Wyatt’s heart plummeted into his stomach. Linc was mad at him again. He hated that. “I’m sorry,” he whispered.

Linc said nothing, and Wyatt had no choice but to sit still while Linc dressed his wounds. He drifted in and out, his brain warm and fuzzy as he floated in the stars, far removed from all the shit awaiting him back on Earth. He only forced his heavy lids back open when Linc’s hands dug into his armpits, hauling him to his feet before swinging him into his arms like he was Whitney Houston and Linc was Kevin Costner inThe Bodyguard. It would have been a very swoony moment if Wyatt’s whole body wasn’t already feeling wonky.

He must have said that out loud because Linc snorted. “One: You are far too young to understand that reference and two: Whitney died in her bathtub of a drug overdose, so maybe we don’t dwell on any similarities there given your current state of intoxication, huh?”

“You say so many words,” Wyatt muttered, his lids fluttering closed. He moaned when his body connected with the icy cool softness of his Egyptian cotton sheets. Wyatt found his hips worked just fine when Linc yanked down his jeans and underwear. He arched up to help with the process, the feel of Linc’s hands on his bare skin making him groan.

Linc covered him with the comforter, but Wyatt kicked it off like a toddler. “No. It's too hot.”

When Linc said nothing, Wyatt pried his lids open. Pressure built in his chest, in that spot where his father had punched him, when he saw Linc walking toward the bedroom door. He couldn’t stop the words spilling from his lips. “You can’t leave. You have to bring me water and oranges. You have to take care of me.”

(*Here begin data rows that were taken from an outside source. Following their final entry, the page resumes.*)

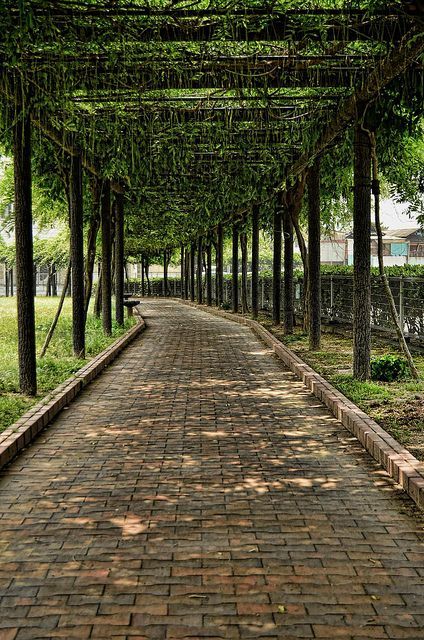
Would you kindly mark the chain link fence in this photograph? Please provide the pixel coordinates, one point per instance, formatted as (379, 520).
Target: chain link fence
(336, 299)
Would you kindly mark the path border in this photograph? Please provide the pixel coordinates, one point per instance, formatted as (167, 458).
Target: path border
(400, 464)
(22, 432)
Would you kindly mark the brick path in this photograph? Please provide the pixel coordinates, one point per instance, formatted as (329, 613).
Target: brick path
(197, 490)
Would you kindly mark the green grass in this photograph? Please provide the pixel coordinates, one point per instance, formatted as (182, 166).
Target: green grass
(58, 363)
(397, 406)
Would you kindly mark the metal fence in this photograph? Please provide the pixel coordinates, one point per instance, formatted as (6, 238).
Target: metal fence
(336, 299)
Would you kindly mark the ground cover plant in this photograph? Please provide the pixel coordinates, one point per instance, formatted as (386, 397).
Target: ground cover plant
(398, 405)
(58, 364)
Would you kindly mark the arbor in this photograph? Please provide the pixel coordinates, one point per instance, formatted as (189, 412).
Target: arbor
(194, 114)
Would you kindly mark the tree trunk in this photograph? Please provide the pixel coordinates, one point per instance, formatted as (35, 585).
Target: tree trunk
(119, 258)
(209, 273)
(276, 268)
(142, 276)
(49, 282)
(165, 273)
(199, 269)
(146, 271)
(393, 311)
(314, 256)
(255, 260)
(54, 280)
(288, 302)
(98, 297)
(77, 256)
(187, 275)
(58, 312)
(235, 269)
(361, 255)
(24, 247)
(95, 185)
(106, 259)
(244, 294)
(219, 266)
(192, 271)
(293, 200)
(183, 281)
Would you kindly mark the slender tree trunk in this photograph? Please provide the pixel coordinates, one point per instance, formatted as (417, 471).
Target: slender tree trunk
(199, 269)
(293, 199)
(187, 275)
(235, 268)
(183, 281)
(77, 256)
(219, 266)
(98, 297)
(146, 271)
(255, 260)
(276, 269)
(95, 184)
(209, 273)
(58, 312)
(24, 247)
(192, 271)
(106, 259)
(165, 273)
(288, 306)
(361, 255)
(48, 282)
(119, 258)
(244, 295)
(54, 280)
(142, 277)
(393, 311)
(305, 261)
(314, 256)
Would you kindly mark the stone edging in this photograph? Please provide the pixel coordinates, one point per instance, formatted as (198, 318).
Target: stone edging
(401, 465)
(23, 431)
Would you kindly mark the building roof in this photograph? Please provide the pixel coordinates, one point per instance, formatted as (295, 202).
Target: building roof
(414, 234)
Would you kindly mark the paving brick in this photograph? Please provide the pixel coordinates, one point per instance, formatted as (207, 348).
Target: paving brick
(197, 490)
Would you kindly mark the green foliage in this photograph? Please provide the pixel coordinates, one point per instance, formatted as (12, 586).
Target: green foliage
(388, 368)
(59, 362)
(406, 270)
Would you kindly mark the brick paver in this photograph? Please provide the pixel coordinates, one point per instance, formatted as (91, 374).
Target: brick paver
(197, 490)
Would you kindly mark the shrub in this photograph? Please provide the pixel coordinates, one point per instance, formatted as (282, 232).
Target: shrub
(388, 368)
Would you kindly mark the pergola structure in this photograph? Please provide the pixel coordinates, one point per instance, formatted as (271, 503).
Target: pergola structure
(194, 114)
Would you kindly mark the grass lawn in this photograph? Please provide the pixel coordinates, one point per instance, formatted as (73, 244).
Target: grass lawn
(397, 406)
(58, 363)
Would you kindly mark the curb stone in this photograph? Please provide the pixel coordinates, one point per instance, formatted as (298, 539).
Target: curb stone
(400, 464)
(25, 430)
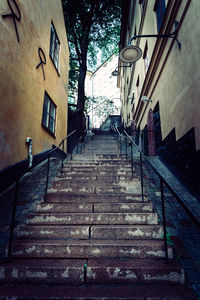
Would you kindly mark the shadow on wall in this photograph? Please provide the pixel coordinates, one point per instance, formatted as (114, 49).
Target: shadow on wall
(180, 156)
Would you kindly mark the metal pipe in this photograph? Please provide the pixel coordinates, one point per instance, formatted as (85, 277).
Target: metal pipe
(141, 177)
(62, 156)
(163, 217)
(47, 181)
(131, 158)
(12, 226)
(126, 147)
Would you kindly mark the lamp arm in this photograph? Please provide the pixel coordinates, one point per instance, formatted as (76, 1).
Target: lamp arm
(169, 35)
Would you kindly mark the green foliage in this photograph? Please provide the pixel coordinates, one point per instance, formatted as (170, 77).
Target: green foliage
(92, 26)
(101, 106)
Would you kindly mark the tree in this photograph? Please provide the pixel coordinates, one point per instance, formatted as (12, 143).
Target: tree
(91, 25)
(101, 107)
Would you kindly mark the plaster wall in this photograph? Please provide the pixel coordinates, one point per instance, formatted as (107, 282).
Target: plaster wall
(175, 83)
(22, 86)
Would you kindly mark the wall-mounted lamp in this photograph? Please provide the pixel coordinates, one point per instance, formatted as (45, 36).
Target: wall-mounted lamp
(116, 72)
(131, 54)
(145, 99)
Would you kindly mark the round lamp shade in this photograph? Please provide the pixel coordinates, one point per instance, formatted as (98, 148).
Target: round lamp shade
(130, 54)
(115, 73)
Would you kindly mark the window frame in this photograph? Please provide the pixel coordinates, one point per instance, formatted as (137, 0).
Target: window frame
(53, 53)
(47, 116)
(142, 5)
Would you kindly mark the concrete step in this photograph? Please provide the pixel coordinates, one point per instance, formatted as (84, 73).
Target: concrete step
(43, 271)
(102, 232)
(123, 207)
(70, 207)
(57, 196)
(96, 189)
(126, 232)
(92, 218)
(93, 271)
(54, 232)
(143, 271)
(61, 292)
(94, 207)
(90, 249)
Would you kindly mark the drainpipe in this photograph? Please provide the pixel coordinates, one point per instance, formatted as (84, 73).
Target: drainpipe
(30, 156)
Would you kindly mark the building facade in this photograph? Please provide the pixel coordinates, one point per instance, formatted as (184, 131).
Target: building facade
(161, 91)
(34, 59)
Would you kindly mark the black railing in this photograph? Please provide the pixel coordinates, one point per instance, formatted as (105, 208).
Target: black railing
(163, 183)
(48, 157)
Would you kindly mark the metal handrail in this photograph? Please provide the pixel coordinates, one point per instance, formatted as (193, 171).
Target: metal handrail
(170, 188)
(119, 137)
(47, 155)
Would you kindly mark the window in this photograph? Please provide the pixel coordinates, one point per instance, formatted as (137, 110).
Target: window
(54, 47)
(160, 12)
(146, 59)
(142, 5)
(49, 114)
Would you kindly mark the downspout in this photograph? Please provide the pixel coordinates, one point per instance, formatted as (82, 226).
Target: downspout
(30, 156)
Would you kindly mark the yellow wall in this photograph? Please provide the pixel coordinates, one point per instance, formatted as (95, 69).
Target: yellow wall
(174, 83)
(22, 86)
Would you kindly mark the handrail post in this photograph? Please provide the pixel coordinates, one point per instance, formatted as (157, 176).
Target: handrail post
(47, 181)
(163, 217)
(12, 226)
(62, 155)
(141, 177)
(120, 144)
(126, 147)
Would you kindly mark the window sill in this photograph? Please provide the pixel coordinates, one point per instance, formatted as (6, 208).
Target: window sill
(54, 66)
(49, 131)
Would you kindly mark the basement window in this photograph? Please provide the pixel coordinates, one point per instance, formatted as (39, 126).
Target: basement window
(54, 47)
(49, 114)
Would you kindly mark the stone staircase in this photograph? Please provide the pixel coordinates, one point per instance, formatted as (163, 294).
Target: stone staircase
(94, 238)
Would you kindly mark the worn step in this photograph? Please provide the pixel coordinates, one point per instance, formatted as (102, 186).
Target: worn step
(127, 232)
(93, 218)
(94, 177)
(90, 249)
(43, 271)
(123, 207)
(60, 292)
(143, 271)
(58, 196)
(122, 232)
(54, 232)
(72, 207)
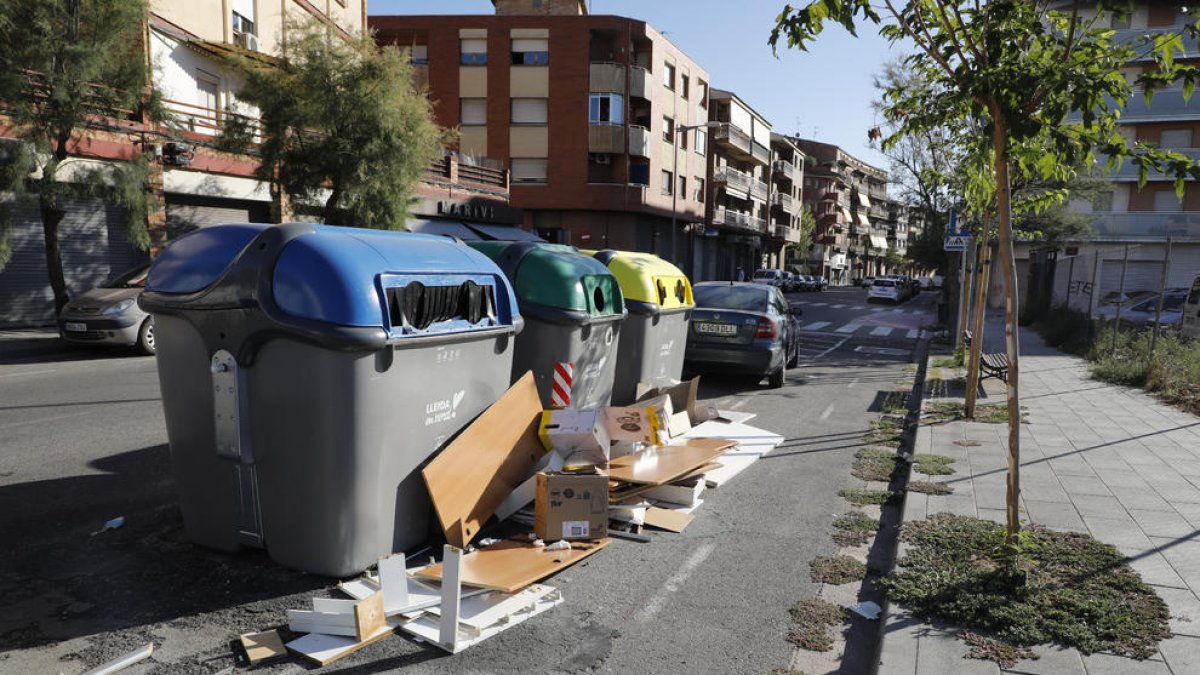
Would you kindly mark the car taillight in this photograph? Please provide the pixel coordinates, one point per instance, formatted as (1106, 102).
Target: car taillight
(766, 328)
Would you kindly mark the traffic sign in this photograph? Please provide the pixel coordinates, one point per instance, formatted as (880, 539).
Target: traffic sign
(958, 243)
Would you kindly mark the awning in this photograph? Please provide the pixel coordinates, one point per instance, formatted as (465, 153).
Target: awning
(447, 227)
(503, 232)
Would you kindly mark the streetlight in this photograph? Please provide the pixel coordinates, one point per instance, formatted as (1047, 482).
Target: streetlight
(675, 187)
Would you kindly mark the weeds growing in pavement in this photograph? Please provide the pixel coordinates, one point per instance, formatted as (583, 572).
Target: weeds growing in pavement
(855, 529)
(837, 569)
(1063, 587)
(929, 488)
(864, 497)
(811, 621)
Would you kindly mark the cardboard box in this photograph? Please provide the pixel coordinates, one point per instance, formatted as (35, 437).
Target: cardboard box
(579, 436)
(571, 506)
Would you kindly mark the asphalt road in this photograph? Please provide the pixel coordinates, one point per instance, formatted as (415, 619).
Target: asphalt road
(82, 441)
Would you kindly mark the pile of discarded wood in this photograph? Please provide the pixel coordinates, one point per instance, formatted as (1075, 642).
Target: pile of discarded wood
(574, 477)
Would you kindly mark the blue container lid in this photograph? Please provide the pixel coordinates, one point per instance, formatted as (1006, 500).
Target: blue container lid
(347, 276)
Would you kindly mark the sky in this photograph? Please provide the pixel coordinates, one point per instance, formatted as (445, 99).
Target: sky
(826, 93)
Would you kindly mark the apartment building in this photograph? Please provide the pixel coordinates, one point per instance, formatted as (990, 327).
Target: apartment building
(594, 115)
(189, 45)
(1125, 215)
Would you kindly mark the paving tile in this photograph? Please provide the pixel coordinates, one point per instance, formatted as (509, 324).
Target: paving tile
(1163, 524)
(1120, 533)
(1185, 610)
(1182, 653)
(1114, 664)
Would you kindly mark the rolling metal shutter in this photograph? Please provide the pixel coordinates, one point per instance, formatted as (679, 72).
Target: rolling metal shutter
(95, 248)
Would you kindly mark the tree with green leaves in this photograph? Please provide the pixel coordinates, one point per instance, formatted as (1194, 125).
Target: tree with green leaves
(66, 69)
(1044, 82)
(343, 124)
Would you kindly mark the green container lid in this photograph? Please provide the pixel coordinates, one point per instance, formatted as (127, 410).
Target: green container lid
(557, 276)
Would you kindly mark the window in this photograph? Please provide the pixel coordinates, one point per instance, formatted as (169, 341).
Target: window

Linc turned and the hopeless look in his eyes made Wyatt feel small, but Linc’s words soothed the ragged edges of his anxiety. “I’m not leaving you. I’m just going to change my clothes. And get you some water and maybe even some oranges.” His voice grew stern. “I couldn’t leave you even if I wanted to because I don’t know what poison is flowing in your veins or if I’ll have to take you to the ER to have your stomach pumped later.”

Wyatt didn’t care about anything Linc said after “I’m not leaving you,” but the pressure in his chest didn’t ease until Linc slid into bed, gathering him in his arms and holding the bottle of water to his lips. Wyatt sucked it all down. He didn’t realize how thirsty he’d been. He ate the fruit Linc had brought—apple slices this time—without protest.

When Linc laid him down, Wyatt wiggled himself into little-spoon position, nestling against Linc’s solid frame, noting Linc now wore a threadbare t-shirt and soft sweatpants that felt good against Wyatt’s overheated skin. They fit together like puzzle pieces. If Wyatt wasn’t so high, he might have felt strange lying naked in Linc’s arms while he was fully clothed. Instead, it just sort of turned him on, or it would have if the drugs hadn’t stolen his ability to get hard. Linc’s arm wrapped around Wyatt’s waist, his thumb caressing circles on the soft skin beneath Wyatt’s belly button, making him shiver.

They weren’t a thing. They’d never be a thing. He told himself this over and over on a loop as they lay there in the dark. But when Linc’s lips skimmed across his neck, Wyatt tilted his head to give him better access.

“You can’t keep doing this to yourself,” Linc warned, pressing the words into Wyatt’s skin like a spell that could make it true somehow.

But Wyatt knew better.

“Sure, I can. I’ve been doing it my whole life,” he assured him.

“Your whole life,” Linc muttered. “You’re twenty-two. Your life hasn’t even started yet.”

Tears welled in Wyatt’s eyes from nowhere, his throat tight. “My life ended when I was six and my older brother, Landon, died. If he had lived, he would’ve been the heir my father demands, and I could have escaped. My father never would have looked for me.”

Linc’s arms tightened around him, pressing soothing kisses against his bandaged shoulder.

“I hate my brother,” Wyatt confessed in a whisper. “I’m a monster, right? Like who hates an eight-year-old for getting cancer and dying? Me. I do. He fucking escaped. He got out.” He should stop talking, but he couldn’t. Panic crushed in on him. If he didn’t get the words out, he was sure he’d choke on them. “The night I got arrested… do you know what my dad said?”

Linc’s hand flattened over the bruise his father had left. “Wyatt, don’t.”